| October 1, 2022
Project overview
Automated fraud detection methods can take two distinct forms:
- a set of discrete rules (e.g. IF (Amount > x) AND (Currency == $) : Fraud) relying on expert knowledge that is expensive to acquire,
- Machine Learning (ML) and Deep Learning (DL) approaches, which is learning from a training dataset whether a payment is fraudulent.
While ML methods can be more efficient than rule-based methods, it is not easy to implement them efficiently. Indeed, fraud detection has two major characteristics that differentiate it from standard applications: (i) unbalanced data: non-fraudulent payments are largely in the majority in the datasets, (ii) concept drift: the distribution from which fraud data are derived may vary over time.
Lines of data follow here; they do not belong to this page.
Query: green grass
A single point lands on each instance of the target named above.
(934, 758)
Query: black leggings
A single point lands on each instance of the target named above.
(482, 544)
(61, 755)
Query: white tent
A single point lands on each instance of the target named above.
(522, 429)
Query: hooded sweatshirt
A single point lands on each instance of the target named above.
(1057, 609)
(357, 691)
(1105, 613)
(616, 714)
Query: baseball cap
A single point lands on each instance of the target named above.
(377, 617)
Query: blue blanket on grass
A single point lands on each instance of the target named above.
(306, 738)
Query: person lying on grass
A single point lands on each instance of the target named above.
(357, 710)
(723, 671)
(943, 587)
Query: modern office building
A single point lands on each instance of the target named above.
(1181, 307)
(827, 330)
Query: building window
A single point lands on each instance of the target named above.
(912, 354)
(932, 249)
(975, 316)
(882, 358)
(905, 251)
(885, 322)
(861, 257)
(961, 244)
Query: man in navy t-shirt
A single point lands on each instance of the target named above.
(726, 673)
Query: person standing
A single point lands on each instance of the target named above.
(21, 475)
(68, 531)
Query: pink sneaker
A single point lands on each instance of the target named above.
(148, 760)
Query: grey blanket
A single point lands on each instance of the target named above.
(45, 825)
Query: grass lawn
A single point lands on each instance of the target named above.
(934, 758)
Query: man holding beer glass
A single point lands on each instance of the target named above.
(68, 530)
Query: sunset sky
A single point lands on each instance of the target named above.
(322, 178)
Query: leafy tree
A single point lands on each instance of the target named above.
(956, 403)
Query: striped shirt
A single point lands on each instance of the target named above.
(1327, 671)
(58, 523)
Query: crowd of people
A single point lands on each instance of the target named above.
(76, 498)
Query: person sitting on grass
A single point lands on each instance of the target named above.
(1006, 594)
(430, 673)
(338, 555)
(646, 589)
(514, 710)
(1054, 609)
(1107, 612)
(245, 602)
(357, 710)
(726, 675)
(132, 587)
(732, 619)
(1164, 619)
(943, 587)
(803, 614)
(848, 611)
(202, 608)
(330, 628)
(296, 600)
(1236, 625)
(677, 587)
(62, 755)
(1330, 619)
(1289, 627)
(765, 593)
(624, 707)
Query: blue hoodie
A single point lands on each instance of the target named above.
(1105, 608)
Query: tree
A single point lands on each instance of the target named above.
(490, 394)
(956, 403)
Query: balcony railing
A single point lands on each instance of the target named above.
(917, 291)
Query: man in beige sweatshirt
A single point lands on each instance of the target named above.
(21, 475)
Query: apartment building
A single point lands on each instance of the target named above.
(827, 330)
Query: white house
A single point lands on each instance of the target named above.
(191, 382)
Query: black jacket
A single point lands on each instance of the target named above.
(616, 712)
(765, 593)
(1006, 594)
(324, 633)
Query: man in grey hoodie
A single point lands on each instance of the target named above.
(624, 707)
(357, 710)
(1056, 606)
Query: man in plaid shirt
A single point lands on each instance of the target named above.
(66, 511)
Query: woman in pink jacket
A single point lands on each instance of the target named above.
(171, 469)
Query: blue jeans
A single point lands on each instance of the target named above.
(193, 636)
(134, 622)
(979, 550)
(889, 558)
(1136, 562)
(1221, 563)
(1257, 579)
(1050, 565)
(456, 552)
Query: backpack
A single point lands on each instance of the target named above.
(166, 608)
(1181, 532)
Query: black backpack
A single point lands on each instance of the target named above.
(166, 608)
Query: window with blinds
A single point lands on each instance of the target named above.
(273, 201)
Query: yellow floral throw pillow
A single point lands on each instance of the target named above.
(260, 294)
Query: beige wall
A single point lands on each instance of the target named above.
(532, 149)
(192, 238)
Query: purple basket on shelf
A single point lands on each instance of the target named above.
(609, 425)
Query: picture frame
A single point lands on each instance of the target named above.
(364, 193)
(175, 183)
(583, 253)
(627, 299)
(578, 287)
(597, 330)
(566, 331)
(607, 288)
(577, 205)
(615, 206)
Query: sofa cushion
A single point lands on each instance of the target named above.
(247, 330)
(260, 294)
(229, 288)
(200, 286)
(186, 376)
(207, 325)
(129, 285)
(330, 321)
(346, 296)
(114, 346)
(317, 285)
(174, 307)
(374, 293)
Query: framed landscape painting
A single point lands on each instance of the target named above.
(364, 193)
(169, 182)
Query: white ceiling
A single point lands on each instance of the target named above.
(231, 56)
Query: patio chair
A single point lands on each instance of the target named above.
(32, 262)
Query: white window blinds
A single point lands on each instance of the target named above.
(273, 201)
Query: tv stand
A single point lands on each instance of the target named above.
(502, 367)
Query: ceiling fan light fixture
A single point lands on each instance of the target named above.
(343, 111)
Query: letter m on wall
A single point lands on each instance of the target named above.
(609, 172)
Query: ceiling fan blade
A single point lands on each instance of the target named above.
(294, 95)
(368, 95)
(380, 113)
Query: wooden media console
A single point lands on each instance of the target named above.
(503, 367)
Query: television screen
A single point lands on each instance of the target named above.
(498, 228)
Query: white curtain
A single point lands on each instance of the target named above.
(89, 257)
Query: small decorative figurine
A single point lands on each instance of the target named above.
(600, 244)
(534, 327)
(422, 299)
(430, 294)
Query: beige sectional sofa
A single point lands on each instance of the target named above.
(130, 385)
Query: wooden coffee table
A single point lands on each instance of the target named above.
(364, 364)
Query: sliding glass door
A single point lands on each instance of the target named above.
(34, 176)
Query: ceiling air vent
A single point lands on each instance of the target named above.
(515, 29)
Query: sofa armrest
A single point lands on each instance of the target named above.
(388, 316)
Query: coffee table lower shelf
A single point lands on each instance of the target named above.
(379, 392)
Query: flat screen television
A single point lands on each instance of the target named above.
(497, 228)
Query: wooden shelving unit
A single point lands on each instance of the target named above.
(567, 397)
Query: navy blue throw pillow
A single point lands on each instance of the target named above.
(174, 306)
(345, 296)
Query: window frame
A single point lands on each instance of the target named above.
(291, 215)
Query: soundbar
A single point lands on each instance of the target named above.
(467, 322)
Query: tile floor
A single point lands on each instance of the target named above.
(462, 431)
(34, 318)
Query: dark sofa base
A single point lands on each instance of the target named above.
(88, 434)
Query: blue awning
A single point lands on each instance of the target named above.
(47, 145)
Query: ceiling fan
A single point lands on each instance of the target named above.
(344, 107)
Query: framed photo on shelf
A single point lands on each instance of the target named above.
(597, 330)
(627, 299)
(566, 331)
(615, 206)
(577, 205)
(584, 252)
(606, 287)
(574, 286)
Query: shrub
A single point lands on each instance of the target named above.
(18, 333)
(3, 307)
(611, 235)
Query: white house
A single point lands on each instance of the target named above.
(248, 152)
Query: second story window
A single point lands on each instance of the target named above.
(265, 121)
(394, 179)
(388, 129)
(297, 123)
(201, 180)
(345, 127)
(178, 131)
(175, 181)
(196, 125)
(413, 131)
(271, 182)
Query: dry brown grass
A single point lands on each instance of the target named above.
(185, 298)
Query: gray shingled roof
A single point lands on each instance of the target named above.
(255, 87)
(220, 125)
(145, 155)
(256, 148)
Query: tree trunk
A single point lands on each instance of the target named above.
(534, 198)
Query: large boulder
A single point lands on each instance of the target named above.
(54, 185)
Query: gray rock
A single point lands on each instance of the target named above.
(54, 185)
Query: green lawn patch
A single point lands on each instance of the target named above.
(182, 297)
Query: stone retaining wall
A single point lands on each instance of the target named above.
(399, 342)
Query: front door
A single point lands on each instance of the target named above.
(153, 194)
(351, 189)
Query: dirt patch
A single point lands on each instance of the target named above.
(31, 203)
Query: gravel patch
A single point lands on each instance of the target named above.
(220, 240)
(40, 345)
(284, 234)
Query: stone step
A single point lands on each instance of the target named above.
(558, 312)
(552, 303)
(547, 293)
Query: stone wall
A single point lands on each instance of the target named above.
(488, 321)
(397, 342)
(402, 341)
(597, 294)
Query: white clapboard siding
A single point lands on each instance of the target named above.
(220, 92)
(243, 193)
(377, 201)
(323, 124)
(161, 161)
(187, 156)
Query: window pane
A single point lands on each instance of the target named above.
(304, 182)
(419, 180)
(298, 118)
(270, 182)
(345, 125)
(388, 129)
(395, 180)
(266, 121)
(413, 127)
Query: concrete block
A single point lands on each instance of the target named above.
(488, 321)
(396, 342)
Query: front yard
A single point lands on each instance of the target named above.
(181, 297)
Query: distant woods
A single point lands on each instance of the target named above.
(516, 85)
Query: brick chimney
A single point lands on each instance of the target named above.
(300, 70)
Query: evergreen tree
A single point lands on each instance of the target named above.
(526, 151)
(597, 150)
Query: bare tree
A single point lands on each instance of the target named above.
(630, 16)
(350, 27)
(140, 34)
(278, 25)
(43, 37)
Generally, for classification tasks on tabular data rather than deep models, the best performing approaches are those based on Gradient Boosting (e.g. LightGBM, XGBoost). This is also true in the case of unbalanced data where Gradient Boosted Decision Trees (GBDT) seem to be the best performing methods. Nevertheless, in parallel to these approaches, anomaly detection (AD) methods, at the border between supervised and unsupervised, have also shown interesting performances on unbalanced data. In [1], the authors propose to combine these two methods to try to improve the performances of GBDT methods. In particular, they propose to use existing DA methods to create new features.
During this project, you will:
- get acquainted with the issues related to the use of ML methods for fraud detection,
- search the literature to determine the metrics to use to evaluate the models.
- implement AD methods to create new features:
- standard One-Class Classification methods: One-Class SVM, Isolation Forest (sklearn)
- deep methods: Deep SVDD [2], GOAD [3], NeuTraLAD [4] (code available on Github).
- methods based on Deep Autoencoders [5], [6].
- use methods implemented in 3° to augment existing features and try to improve GBDT performance as suggested in [1].
- if enough time, adapt/modify the method proposed in [1] to try to improve its performance.
References
[1] Zhao, Yue and Maciej K. Hryniewicki. “XGBOD: Improving Supervised Outlier Detection with Unsupervised Representation Learning.” 2018 International Joint Conference on Neural Networks (IJCNN) (2018): 1-8. (https://arxiv.org/ftp/arxiv/papers/1912/1912.00290.pdf).
[2] Ruff, L., Vandermeulen, R., Goernitz, N., Deecke, L., Siddiqui, S.A., Binder, A., Müller, E. ; Kloft, M.. (2018). Deep One-Class Classification. Proceedings of the 35th International Conference on Machine Learning, in Proceedings of Machine Learning Research 80:4393-4402 Available from https://proceedings.mlr.press/v80/ruff18a.html.
[3] Bergman, L., Hoshen, Y.: Classification-based anomaly detection for general data. In: International Conference on Learning Representations (2020). (https://openreview.net/forum?id=H1lKlBtvS).
[4] Qiu, C., Pfrommer, T., Kloft, M., Mandt, S., Rudolph, M.: Neural Transformation Learning for Deep Anomaly Detection Beyond Images. https://arxiv.org/abs/2103.16440 (2021).
[5] Marco Schreyer and Timur Sa]arov and Damian Borth and Andreas Dengel and Bernd Reimer (2017). Detection of Anomalies in Large Scale Accounting Data using Deep Autoencoder Networks. CoRR, abs/1709.05254. (https://arxiv.org/abs/1709.05254)
[6] Ki Hyun Kim, Sangwoo Shim, Yongsub Lim, Jongseob Jeon, Jeongwoo Choi, Byungchan Kim, & Andre S. Yoon (2020). RaPP: Novelty Detection with Reconstruction along Projection Pathway. In: International Conference on Learning Representations. (https://openreview.net/pdf?id=HkgeGeBYDB)
[7] Jesse Davis et Mark Goadrich. “The Relationship Between Precision-Recall and ROC Curves”. In : t. 06. Juin 2006. doi : 10.1145/1143844.1143874.